I’ve just had a ball leading a 2-day Introduction to Screendance workshop organised by Dance North as part of Inverness Film Festival at Eden Court.

Participating in the weekend was a group of brilliant women of all ages, all with very different backgrounds and disciplines, but all of whom were approaching the workshop with very little understanding or knowledge of video dance practice. The group was made up of dancers, socially engaged practitioners, performance artists, visual artists and a documentary filmmaker!

All participants were incredibly open and willing to try new exercises and tasks, and were so interested and supportive of experimental approaches to the collaboration of dance, movement and video. We had a really busy, quite intensive weekend full of moving (with and without cameras) indoors and outside (putting on quite a few “performances” for the confused public), having wonderful conversation and watching plenty of work too. I have been overjoyed and overwhelmed by the feedback the participants have been sharing about their experience, some of which is below…

“I found the workshop extremely well-designed and executed.  I particularly liked the balance between watching examples of screendance and learning techniques and context, with actual exercises of embodied experience.  Having plenty of exercises where we were thoroughly immersed in both the dance and the filming – moving continually between one and the other – was quite magical and meant I learnt an incredible amount in a short space of time.”

“In particular I simply loved the fact that a group of no collective previous experience of working together could create a piece of work together – able to take turns to film and dance in one fluid improvised piece.
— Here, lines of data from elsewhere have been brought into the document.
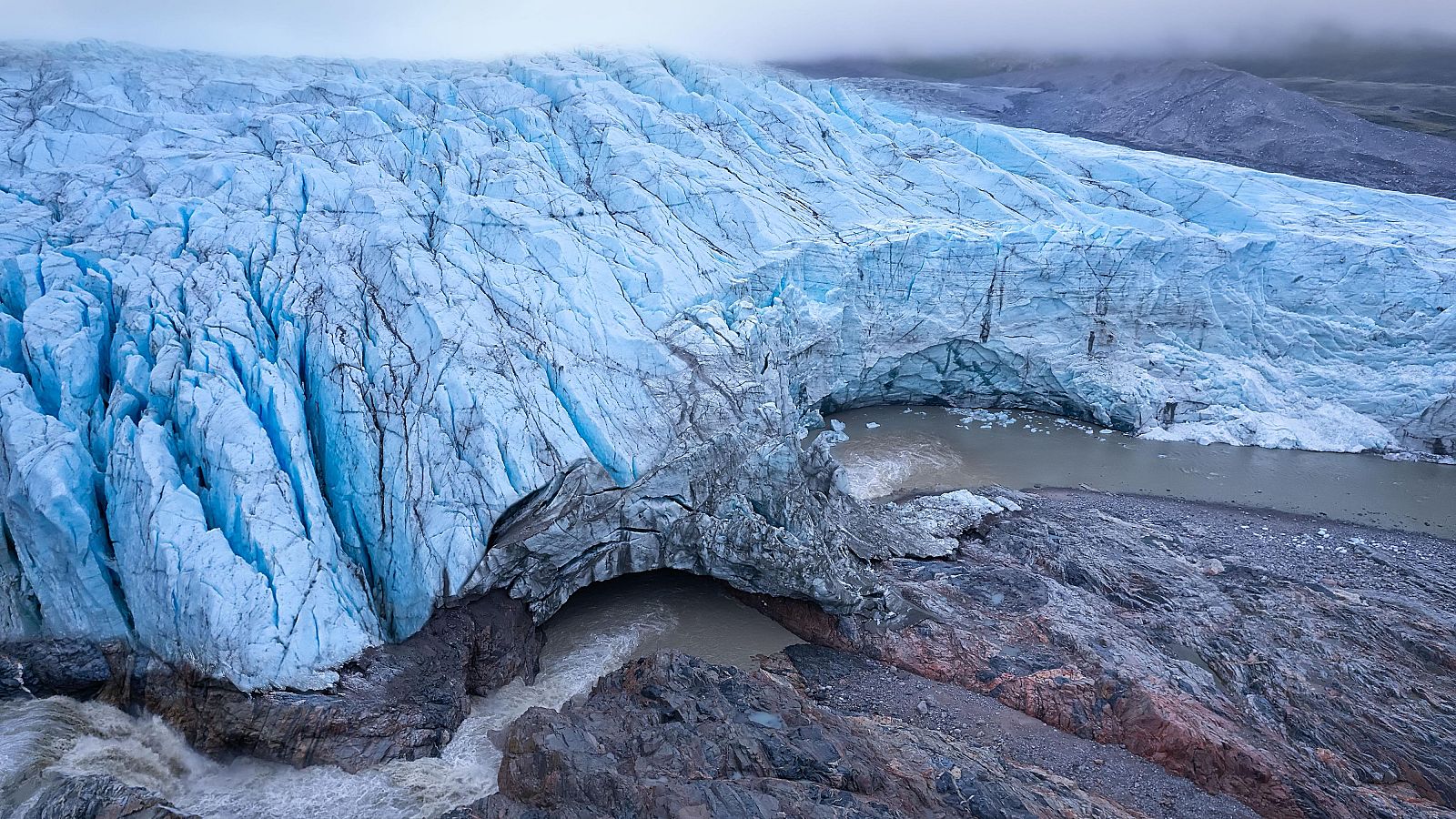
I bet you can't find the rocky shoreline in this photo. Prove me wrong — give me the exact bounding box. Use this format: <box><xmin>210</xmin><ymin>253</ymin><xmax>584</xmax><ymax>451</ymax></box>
<box><xmin>744</xmin><ymin>490</ymin><xmax>1456</xmax><ymax>817</ymax></box>
<box><xmin>0</xmin><ymin>490</ymin><xmax>1456</xmax><ymax>819</ymax></box>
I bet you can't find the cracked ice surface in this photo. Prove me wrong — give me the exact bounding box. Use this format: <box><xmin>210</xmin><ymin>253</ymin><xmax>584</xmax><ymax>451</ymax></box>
<box><xmin>0</xmin><ymin>44</ymin><xmax>1456</xmax><ymax>686</ymax></box>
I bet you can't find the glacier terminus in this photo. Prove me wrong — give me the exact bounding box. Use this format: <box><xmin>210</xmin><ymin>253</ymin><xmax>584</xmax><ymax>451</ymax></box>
<box><xmin>0</xmin><ymin>44</ymin><xmax>1456</xmax><ymax>689</ymax></box>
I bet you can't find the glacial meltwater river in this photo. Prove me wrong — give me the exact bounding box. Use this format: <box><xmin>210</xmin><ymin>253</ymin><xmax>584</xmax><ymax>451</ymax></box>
<box><xmin>0</xmin><ymin>407</ymin><xmax>1456</xmax><ymax>819</ymax></box>
<box><xmin>833</xmin><ymin>407</ymin><xmax>1456</xmax><ymax>538</ymax></box>
<box><xmin>0</xmin><ymin>571</ymin><xmax>799</xmax><ymax>819</ymax></box>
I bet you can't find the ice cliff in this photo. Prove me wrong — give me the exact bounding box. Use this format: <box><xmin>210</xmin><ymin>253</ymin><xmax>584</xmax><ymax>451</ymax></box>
<box><xmin>0</xmin><ymin>44</ymin><xmax>1456</xmax><ymax>688</ymax></box>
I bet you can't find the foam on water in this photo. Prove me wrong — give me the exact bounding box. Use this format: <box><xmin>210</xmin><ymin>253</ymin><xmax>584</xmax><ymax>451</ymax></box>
<box><xmin>0</xmin><ymin>572</ymin><xmax>794</xmax><ymax>819</ymax></box>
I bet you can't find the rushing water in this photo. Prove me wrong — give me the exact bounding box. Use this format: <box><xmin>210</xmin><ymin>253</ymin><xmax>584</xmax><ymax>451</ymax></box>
<box><xmin>834</xmin><ymin>407</ymin><xmax>1456</xmax><ymax>538</ymax></box>
<box><xmin>0</xmin><ymin>572</ymin><xmax>798</xmax><ymax>819</ymax></box>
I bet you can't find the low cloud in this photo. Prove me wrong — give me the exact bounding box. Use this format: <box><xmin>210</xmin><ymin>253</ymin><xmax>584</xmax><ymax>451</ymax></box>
<box><xmin>0</xmin><ymin>0</ymin><xmax>1456</xmax><ymax>60</ymax></box>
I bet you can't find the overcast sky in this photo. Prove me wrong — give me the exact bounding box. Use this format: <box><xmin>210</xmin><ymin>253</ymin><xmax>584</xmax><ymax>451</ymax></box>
<box><xmin>0</xmin><ymin>0</ymin><xmax>1456</xmax><ymax>60</ymax></box>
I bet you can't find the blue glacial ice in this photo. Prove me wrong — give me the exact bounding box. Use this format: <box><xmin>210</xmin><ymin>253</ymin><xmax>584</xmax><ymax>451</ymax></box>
<box><xmin>0</xmin><ymin>44</ymin><xmax>1456</xmax><ymax>688</ymax></box>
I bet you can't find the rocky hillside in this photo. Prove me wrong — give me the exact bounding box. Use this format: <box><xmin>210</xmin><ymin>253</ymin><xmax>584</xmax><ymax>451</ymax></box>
<box><xmin>0</xmin><ymin>44</ymin><xmax>1456</xmax><ymax>691</ymax></box>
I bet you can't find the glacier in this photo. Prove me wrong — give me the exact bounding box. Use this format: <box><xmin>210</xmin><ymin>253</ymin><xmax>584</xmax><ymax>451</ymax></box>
<box><xmin>0</xmin><ymin>44</ymin><xmax>1456</xmax><ymax>689</ymax></box>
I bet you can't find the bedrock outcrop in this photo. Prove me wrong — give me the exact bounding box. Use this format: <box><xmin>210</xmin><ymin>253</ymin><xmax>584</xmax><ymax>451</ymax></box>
<box><xmin>0</xmin><ymin>44</ymin><xmax>1456</xmax><ymax>691</ymax></box>
<box><xmin>754</xmin><ymin>491</ymin><xmax>1456</xmax><ymax>817</ymax></box>
<box><xmin>446</xmin><ymin>652</ymin><xmax>1134</xmax><ymax>819</ymax></box>
<box><xmin>0</xmin><ymin>592</ymin><xmax>541</xmax><ymax>771</ymax></box>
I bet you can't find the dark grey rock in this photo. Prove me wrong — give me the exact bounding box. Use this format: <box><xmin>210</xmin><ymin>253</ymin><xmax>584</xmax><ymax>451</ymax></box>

What a great beginning to a workshop… And given that we could only join on day 2 and yet be accepted into and as part of the group, feeling welcomed in fact is testament to a brilliantly led/facilitated workshop, and group members willing to work together. Full on creativity and very little ego, very refreshing.”

“Attending Natalia’s workshop not only helped me move forward in an artistic sense; it was an incredibly refreshing workshop due to the opportunity to bond with like minded people and dancing creatively together. Overall it was a much more exciting take on reality. I enjoyed the fact that nothing was easy or too difficult… Most importantly, I didn’t need to have a dance background or specialist knowledge in order to feel the joy in getting involved.”

I am so happy that the workshop was such a positive experience for all involved and excited that Dance North are supporting artists working in the hybrid practice of screendance whilst providing opportunities for local artists and communities to engage with them.

It’s important that screendance, whilst demanding a synthesis of different disciplines, isn’t continually pushed off of the margins of these practices and therefore misunderstood and underrepresented. I’m hopeful after this weekend that I’ve got more budding screendance artists behind me who feel the same!